Photo Courtesy of Chris Mason


Mason also wants his students to value their classroom community by “taking care of each other, showing gratitude, saying please and thank you, generally appreciating the things that people do for them and put in front of them so that they've got this insane opportunity. Pausing, appreciating it and knowing that it just doesn't happen out of nowhere.”

Durham Academy has had to make changes during the coronavirus pandemic, with teachers and students following protocols to prevent the spread of COVID-19. 

“I think the thing that I'm having the hardest time with is how siloed all the learning is. It's very independent. Carrie [Fitzpatrick, Mason’s teaching assistant] and I relied heavily on partner work or ‘turn and talks,’ on really organic sharing. … All of that in-the-moment kind of learning is done in the context of socialness, and that's really hard to replicate when you've got to stay 6 feet apart.”
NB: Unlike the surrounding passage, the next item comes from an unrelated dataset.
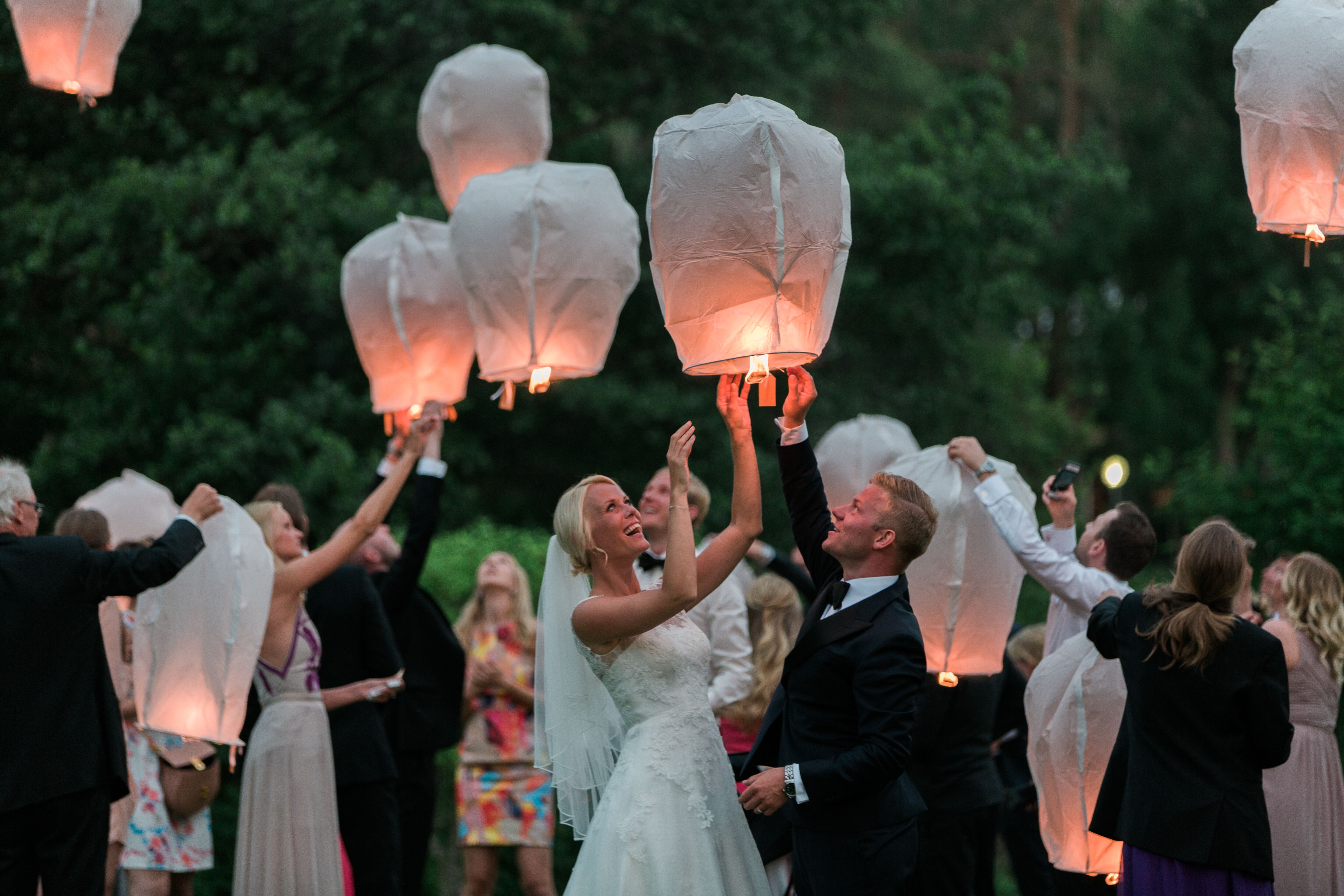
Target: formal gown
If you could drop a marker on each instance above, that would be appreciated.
(288, 841)
(1306, 796)
(668, 821)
Mason earned a master’s degree in literacy from UNC-Chapel Hill in 2010. “I was really interested in how kids learn to read and that whole process, understanding literacy better.” It was the first time he had taken an actual education class. “I think there's a lot of teaching that's common sense, so when I learned that much of what I was doing was supported by research, that was affirming.”
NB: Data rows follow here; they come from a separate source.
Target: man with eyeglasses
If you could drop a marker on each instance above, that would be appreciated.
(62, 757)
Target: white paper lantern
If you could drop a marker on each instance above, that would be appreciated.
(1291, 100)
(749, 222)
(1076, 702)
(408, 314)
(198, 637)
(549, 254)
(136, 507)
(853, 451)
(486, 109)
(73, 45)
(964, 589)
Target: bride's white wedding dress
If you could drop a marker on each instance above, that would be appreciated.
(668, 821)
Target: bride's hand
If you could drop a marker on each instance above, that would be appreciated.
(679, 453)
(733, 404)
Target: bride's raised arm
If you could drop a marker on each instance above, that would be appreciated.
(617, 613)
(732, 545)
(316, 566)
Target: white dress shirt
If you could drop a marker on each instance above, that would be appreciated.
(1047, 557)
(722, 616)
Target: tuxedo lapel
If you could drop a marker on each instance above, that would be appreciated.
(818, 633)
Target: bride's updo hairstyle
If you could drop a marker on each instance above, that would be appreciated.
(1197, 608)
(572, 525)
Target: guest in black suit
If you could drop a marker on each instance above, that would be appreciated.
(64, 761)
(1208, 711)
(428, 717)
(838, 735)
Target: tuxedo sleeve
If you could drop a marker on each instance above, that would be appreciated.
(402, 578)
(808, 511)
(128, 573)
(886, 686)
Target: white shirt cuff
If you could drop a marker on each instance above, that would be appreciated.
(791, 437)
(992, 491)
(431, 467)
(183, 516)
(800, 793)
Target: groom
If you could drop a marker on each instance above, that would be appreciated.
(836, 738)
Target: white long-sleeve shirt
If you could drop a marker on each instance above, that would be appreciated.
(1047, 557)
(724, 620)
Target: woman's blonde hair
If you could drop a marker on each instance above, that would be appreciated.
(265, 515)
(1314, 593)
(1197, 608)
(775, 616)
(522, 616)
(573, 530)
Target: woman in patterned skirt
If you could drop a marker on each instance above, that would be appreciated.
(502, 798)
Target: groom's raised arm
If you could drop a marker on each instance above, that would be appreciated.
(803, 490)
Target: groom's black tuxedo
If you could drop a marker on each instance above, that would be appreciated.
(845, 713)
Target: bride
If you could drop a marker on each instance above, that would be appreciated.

He believes technology should be woven into the fabric of what students do, that fourth-graders benefit from using technology in much the same way as adults use it. “It's just an organic part of my room, and I've always tried to make it as such. … You reach for [technology] when you need it and you put it aside when you don't.” Mason wants his students to realize they are establishing an online presence “and understanding the impact of that, putting good things out into the world and onto the web.” 

He has concerns about screen time, including for his own sons, who are a sophomore and a senior at the Upper School. Spending time with his family is important. Though Mason played soccer in college, he never coached or committed to after-school activities so that he could be with his sons.

Fitness is also important to him — “Going to the gym and exercising is my church” — and Mason also loves reading and spending quiet time at home with his wife. And then there are the toy soldiers.

“I spend probably 10 to 15 hours a week painting very small toy soldiers. It's meticulous. I can put on my headphones and that's the ultimate ‘me time’. My mom [who is an interior designer] calls it the creative gene. If you have the creative gene and you go a couple of days without making or building or creating something, it can make you a little nutty. … I've got to do something creative with my brain.”

Chris Mason Toy Soldiers


A hobby that requires creativity and great painstaking is fitting for a teacher who fights against instant gratification, who believes it’s important to pause and reflect.

“One of my little catch phrases is 'embrace the struggle.' I think that that's a big one for us. I'll say to kids, ‘I'm not really ready to help you with that yet, I'll be back in five minutes’ kind of thing. I want them to get used to kind of wallowing around, swimming in the gray and trying to figure things out for themselves. 

“You know, sometimes there are things that are unknown. Not everything is 4x2 where there's one specific answer, an exact answer. Sometimes you just kind of have to understand that there's nuance.”